On a lighter note I've been thinking a lot about who would be able to kick Robert Redford's ass. Now I should preface this by saying I love me some Robbie Redford. When you have a man like that he needs a counterweight. He needs someone who is an equal or at least someone he can spar with. The only few names that come up are Clint Eastwood and Gene Hackman. Maybe Robert Duvall on a good day. I watched the Last Castle for the first time last night and I must say it wasn't that bad. I want to say it was great but maybe I need to watch it again. The entire time I knew that James Gandolfini couldn't keep up with Redford. No way was Gandolfini going to be able to take him down, Redford is smarter and better than him. Now I could go on but I feel it would be rambling so I reiterate my initial question. Who do you think could kick Robert Redford's ass? I want to know because these are the things I worry about and I'm thoroughly entertained by the fact. I need feedback on this one folks. I can't do it without you.
Who thinks they got what it takes to kick this man's ass?
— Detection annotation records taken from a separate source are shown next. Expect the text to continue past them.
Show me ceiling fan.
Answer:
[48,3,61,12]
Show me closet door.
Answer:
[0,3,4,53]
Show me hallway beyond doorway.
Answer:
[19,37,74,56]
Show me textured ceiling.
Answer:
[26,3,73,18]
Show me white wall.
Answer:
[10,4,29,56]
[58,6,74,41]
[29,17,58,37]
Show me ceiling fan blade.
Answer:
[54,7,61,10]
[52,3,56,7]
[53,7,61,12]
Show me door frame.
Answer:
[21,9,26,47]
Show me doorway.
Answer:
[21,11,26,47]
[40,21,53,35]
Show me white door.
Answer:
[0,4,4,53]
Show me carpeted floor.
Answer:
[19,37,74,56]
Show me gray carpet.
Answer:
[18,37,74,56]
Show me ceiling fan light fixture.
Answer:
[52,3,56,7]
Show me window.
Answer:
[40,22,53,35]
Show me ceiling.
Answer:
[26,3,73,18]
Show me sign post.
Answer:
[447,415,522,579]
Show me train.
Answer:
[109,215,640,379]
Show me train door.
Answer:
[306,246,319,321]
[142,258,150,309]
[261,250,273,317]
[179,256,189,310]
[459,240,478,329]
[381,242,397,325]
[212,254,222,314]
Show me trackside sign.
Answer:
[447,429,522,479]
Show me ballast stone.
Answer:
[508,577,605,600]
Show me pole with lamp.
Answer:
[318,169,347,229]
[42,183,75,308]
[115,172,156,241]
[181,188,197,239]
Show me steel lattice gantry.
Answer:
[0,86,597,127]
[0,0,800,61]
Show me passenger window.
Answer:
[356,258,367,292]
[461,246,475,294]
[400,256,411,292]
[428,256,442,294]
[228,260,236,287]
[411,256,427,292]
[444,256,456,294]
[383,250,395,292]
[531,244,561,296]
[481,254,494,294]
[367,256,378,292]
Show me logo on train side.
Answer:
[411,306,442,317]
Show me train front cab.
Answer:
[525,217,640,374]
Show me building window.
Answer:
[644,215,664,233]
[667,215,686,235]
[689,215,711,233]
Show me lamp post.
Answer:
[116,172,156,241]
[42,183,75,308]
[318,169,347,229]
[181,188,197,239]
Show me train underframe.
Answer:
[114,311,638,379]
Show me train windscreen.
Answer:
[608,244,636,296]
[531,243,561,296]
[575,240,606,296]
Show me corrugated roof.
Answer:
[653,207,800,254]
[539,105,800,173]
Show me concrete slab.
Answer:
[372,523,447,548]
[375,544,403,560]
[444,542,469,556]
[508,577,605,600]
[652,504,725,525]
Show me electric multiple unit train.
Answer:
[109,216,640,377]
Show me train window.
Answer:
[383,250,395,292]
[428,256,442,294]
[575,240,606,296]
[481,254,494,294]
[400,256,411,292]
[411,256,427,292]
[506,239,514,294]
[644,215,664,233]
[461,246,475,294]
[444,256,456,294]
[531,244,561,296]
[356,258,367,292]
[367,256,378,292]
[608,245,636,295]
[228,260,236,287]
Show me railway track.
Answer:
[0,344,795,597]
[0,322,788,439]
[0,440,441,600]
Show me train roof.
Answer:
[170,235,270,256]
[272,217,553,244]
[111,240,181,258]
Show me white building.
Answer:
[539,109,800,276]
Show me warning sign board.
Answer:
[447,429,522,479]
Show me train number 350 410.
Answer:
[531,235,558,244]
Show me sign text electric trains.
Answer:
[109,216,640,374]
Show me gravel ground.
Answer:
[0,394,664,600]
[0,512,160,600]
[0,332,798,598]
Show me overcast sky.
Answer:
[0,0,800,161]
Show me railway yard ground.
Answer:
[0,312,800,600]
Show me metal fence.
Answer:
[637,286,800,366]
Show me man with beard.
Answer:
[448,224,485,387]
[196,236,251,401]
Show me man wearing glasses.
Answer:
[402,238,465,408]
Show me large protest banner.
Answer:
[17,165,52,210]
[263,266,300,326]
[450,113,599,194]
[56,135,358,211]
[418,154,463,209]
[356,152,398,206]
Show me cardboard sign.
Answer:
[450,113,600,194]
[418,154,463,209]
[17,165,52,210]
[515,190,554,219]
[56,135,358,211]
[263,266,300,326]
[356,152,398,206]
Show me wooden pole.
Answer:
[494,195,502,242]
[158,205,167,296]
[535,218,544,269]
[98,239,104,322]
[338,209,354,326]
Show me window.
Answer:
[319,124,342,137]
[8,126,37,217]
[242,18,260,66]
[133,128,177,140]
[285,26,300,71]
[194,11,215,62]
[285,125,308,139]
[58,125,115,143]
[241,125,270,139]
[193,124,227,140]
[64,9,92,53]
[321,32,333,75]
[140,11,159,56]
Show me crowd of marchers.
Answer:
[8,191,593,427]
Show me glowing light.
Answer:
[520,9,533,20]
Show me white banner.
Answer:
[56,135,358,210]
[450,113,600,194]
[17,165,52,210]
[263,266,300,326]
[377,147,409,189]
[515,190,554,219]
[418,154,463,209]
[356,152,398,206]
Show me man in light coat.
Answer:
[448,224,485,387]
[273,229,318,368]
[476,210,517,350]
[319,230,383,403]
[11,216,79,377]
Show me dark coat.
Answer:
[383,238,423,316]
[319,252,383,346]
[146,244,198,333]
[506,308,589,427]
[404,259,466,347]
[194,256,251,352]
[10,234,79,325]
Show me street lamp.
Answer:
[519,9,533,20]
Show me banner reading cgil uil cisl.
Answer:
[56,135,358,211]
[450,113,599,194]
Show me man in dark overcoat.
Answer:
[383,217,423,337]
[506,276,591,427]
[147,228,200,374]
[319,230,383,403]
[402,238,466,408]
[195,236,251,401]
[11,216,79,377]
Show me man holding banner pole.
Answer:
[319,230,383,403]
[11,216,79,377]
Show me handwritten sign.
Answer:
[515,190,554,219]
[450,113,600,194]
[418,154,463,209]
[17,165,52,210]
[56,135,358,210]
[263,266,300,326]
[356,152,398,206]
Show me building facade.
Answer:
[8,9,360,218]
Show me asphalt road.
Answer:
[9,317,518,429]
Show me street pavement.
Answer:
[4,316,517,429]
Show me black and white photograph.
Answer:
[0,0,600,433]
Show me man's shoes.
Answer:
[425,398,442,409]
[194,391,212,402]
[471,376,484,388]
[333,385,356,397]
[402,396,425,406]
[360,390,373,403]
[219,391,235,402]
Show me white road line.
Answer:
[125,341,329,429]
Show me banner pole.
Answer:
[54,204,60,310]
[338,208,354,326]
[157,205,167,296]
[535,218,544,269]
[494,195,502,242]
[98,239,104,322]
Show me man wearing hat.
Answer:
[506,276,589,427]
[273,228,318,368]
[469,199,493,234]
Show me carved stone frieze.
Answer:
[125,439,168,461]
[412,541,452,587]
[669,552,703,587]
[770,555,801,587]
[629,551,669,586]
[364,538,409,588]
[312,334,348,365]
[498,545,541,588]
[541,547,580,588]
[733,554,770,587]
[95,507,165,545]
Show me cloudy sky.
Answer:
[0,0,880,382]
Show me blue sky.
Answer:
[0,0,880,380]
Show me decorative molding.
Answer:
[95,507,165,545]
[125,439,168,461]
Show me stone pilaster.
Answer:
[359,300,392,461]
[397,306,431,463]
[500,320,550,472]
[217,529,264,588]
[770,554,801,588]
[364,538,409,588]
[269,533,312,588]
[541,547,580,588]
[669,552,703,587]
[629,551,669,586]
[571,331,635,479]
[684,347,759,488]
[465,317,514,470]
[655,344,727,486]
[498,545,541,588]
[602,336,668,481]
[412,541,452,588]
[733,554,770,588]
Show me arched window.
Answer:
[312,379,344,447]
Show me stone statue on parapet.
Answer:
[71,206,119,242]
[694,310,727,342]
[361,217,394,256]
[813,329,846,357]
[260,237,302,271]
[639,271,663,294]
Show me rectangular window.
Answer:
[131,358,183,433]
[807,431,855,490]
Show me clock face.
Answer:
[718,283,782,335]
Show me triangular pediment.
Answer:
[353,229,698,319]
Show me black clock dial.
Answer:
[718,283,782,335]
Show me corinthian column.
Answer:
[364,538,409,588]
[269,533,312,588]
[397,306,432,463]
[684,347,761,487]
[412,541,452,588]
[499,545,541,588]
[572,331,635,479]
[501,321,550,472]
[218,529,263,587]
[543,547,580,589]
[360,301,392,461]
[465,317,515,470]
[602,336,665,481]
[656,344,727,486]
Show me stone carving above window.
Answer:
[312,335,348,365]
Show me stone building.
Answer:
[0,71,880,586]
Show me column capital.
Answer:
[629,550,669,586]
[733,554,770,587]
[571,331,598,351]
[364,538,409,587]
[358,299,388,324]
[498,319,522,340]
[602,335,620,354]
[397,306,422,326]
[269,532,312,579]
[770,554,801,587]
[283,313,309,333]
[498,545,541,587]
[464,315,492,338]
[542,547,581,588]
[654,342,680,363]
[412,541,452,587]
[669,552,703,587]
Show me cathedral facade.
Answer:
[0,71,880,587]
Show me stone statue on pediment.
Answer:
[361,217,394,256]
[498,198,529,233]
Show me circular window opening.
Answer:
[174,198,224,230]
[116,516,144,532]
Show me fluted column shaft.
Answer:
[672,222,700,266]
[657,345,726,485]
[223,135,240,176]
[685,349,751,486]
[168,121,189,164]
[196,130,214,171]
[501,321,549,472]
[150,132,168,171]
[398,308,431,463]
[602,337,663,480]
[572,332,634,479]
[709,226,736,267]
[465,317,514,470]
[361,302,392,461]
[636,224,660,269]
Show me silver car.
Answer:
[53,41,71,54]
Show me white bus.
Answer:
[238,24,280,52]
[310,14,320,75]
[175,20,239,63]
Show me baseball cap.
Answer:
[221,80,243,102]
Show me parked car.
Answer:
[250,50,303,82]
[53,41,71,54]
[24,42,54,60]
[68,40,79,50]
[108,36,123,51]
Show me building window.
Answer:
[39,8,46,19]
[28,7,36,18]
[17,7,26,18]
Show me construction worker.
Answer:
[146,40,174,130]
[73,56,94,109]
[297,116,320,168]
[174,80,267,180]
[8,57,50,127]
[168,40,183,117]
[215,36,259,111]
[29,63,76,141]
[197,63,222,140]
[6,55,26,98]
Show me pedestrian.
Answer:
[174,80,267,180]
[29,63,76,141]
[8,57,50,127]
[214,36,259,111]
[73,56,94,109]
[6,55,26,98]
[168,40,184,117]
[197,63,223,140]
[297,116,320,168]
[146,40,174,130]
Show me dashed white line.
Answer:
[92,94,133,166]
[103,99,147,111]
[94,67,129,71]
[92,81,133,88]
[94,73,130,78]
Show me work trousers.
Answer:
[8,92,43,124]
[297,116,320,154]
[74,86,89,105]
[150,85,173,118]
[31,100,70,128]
I don't know what I'm writing about anymore. Just help, I think I'm losing my mind.
What the fuck,
Martles
1 comment:
Paul Newman is the only one I can think of, rest his soul. Read this excerpt from "Robert Redford remembers Paul Newman" from time magazine
"Mostly I'll miss the fun we had. We played lots of pranks on each other. I used to race cars, and after he took this rare Porsche I owned for a drive, he began to get into racing. He had incredible reflexes, and he got really good, but he talked so much about it that I got sick of it. So I had a beaten-up Porsche shell delivered to his porch for his 50th birthday. He never said anything, but not long after, I found a crate of molten metal delivered to the living room of my (rented) house. It dented the floor. I then had it turned into a really ugly sculpture and dropped into his garden. To this day, neither one of us has ever mentioned it."